CUMBERLAND — The Town Council scheduled several public hearings Monday, on adoption of the fiscal 2013 budget and proposed growth and impact fee ordinance changes.
The hearings will take place at the council meeting on Monday, March 26, when councilors are expected to vote on adoption of next year’s spending plan.
The operating budget could rise from $7.6 million in fiscal 2012 to nearly $7.9 million next year, an increase of nearly $220,000, or 2.8 percent. Increases in fuel contingency, county taxes and abatements contribute to the added amount.
The fiscal 2013 municipal budget would be about $8.75 million. The net budget increase of about $550,000 would be offset by $474,000 in added town value, resulting in a tax revenue increase of about $75,000.
As a result, the municipal impact on the tax rate would be an increase of 7 cents, or 0.5 percent, over the current tax rate of $15.80 per $1,000 of property valuation.
Town Manager Bill Shane has suggested, however, that school spending could boost the tax hike to a combined 4 percent to 6 percent.
The capital improvements component of the municipal budget could see a significant increase, from about $330,000 this year to about $906,000 in fiscal 2013.
The increase is due largely to the town beginning a more intense road improvement program that Shane and other town staff have said is long overdue.
The Town Council will also be voting March 26 on recommendations made by the Planning Board late last month on growth and impact fee ordinance changes.
The Planning Board was divided on the impact fee amendments, voting 4-3 to recommend them to the council.
Every time a new residential property is built in Cumberland, the owner is charged a $100 growth management fee, and then an impact fee of $1.36 per square foot beyond the first 500 square feet.
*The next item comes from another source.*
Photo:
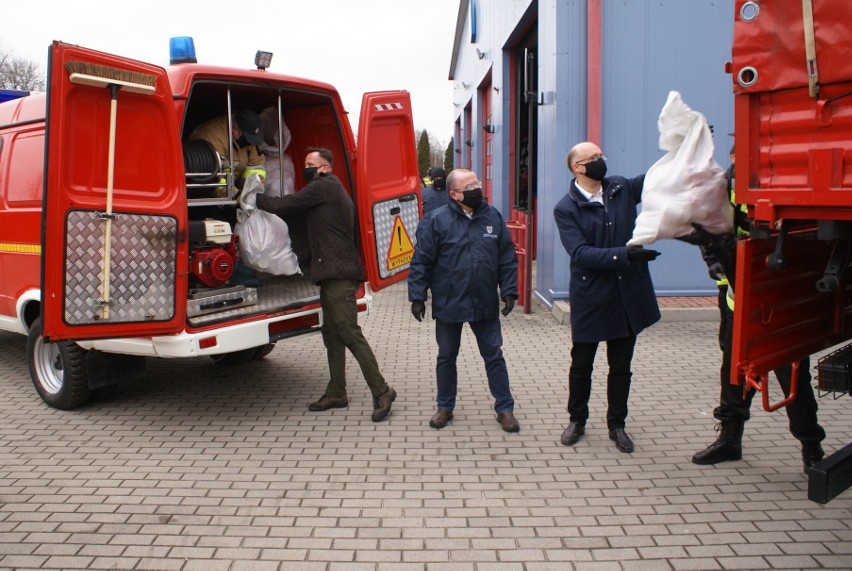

Those funds have gone toward the cost of acquiring the Rines Forest in 2003, as well as improvements to the Twin Brook Recreation Facility.
The Planning Board recommended decreasing the impact fee to $1.09 per square foot, an amount that fits with a reimbursement formula for already funded debt on those expenditures.
“There are several Planning Board members that did not feel it was any longer necessary (to have an impact fee),” Shane said, noting that they thought it could deter growth and that they did not want to discourage people from building in Cumberland.
The town has only averaged about $30,000 to $40,000 annually in revenues from impact fees in recent years, Shane said, noting that some feel those funds could be factored into taxes, “and everybody (could) chip in a few dollars and it’s all paid for, versus having all the new people reimburse us for that.”
The Planning Board unanimously recommended amendments to the growth management ordinance.
One change is allowing 45 residential growth permits to be issued annually, as well as five for affordable housing. Currently, 44 residential permits are allowed, along with four for Chebeague Island, which seceded from Cumberland in 2007. Only two affordable housing permits are currently allowed.